Prävention und Neutralisierung

Das A und O im Umgang mit Gerüchen ist die Kontrolle der geruchsbildenden Faktoren. Mit präventiven Massnahmen, eingespielten Abläufen und den richtigen Hilfsmitteln lässt sich die Ausbreitung von unangenehmen Gerüchen auf ein Minimum reduzieren.

Individuelle Ebene

«An Orten, wo viele Menschen zusammen wohnen, leben und arbeiten, braucht es von allen einen verantwortungsvollen Umgang mit geruchsbildenden Faktoren.»

In Pflegeeinrichtungen teilen sich auf engstem Raum viele Menschen verschiedene Räume mit unterschiedlichen Funktionen. Das bringt für jede Person die Verantwortung mit sich, für die Geruchsumgebung Sorge zu tragen.

Aus olfaktorischer Sicht sind es als unangenehm empfundene Gerüche, die unser Wohlbefinden stören. Daher geht es primär darum, unangenehmen Gerüchen präventiv vorzubeugen. An Orten, wo gepflegt wird, gehören urmenschliche Gerüche wie Urin, Stuhl, Erbrochenes oder riechende Wunden zum Alltag dazu. Ziel soll nicht sein, dass diese Gerüche nicht mehr existieren dürfen, sondern einen natürlichen Umgang mit ihnen zu finden und Strategien bereitzuhaben, um ihre Ausbreitung zu minimieren und sie zu neutralisieren.

Auf der individuellen Ebene kann jede Person bereits mit kleinen Gesten zu diesem Ziel beitragen.

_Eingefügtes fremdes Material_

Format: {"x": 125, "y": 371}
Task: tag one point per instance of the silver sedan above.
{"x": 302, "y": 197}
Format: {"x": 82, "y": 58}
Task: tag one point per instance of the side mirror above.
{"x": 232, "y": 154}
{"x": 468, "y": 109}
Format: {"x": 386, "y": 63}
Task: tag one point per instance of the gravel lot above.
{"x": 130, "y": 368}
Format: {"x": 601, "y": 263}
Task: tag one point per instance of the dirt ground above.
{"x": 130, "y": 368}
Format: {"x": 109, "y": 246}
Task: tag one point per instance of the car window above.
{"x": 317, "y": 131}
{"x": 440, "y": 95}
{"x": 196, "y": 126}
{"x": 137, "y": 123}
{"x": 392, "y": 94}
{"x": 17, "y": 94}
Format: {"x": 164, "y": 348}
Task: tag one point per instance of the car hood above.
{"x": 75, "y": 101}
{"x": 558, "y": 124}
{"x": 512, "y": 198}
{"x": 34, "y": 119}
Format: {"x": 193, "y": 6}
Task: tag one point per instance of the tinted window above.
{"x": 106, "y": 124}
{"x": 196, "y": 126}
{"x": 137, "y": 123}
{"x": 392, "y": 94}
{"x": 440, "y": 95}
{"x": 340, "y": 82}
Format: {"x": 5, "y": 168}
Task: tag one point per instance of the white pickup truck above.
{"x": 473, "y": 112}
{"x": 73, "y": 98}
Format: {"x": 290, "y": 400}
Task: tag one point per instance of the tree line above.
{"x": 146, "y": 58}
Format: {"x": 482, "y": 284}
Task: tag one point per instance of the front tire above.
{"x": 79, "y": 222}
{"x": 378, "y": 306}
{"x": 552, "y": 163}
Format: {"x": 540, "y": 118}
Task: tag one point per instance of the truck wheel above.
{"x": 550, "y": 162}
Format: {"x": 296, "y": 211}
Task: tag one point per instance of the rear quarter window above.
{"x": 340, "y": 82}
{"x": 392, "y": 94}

Dies fängt bei der eigenen Körperhygiene, der Kleidung, den Schuhen und den unmittelbaren Dingen, mit denen wir uns umgeben, an. Unser persönliches olfaktorisches Erscheinungsbild befindet sich in stetem Wandel: Das am Morgen aufgetragene Parfüm oder Aftershave verflüchtigt sich; durch Aktivitäten fangen wir an zu schwitzen; Speisen, Getränke und Zigaretten beeinflussen unseren Mundgeruch. Durch das regelmässige Überprüfen unseres Körpers als Geruchsraum können wir vermeiden, dass sich andere Menschen gestört fühlen.

Nebst unserem Körper und seinen Gerüchen sind es unsere Handlungen und Aktivitäten, mit denen wir unser Geruchsumfeld beeinflussen. Auch hier können wir präventiv handeln, indem wir uns Strategien zur Kontrolle von möglichen Geruchsquellen überlegen: Fenster öffnen, Türen schliessen, Reinigungs- und Hilfsmittel bereitstellen, Abfallsäcke und -eimer verschliessen und bei herausfordernden oder langfristigen Situationen Kolleg:innen oder externe Expert:innen um Rat fragen.

Auch Einrichtungs- und Gebrauchsgegenstände können mit der Zeit anfangen zu riechen. In Bewohnendenzimmern sind es besonders die Teppiche, Sessel, Sofas oder Kissen, die Flüssigkeiten aufsaugen, sich schwer reinigen lassen und so zu unangenehmen Geruchsträgern werden. Gleichzeitig haben diese Dinge oft einen hohen emotionalen Wert und halten Erinnerungen lebendig. Hier gilt es für die Mitarbeitenden, im Gespräch mit den Bewohnenden und Angehörigen eine für alle passende Lösung zu finden.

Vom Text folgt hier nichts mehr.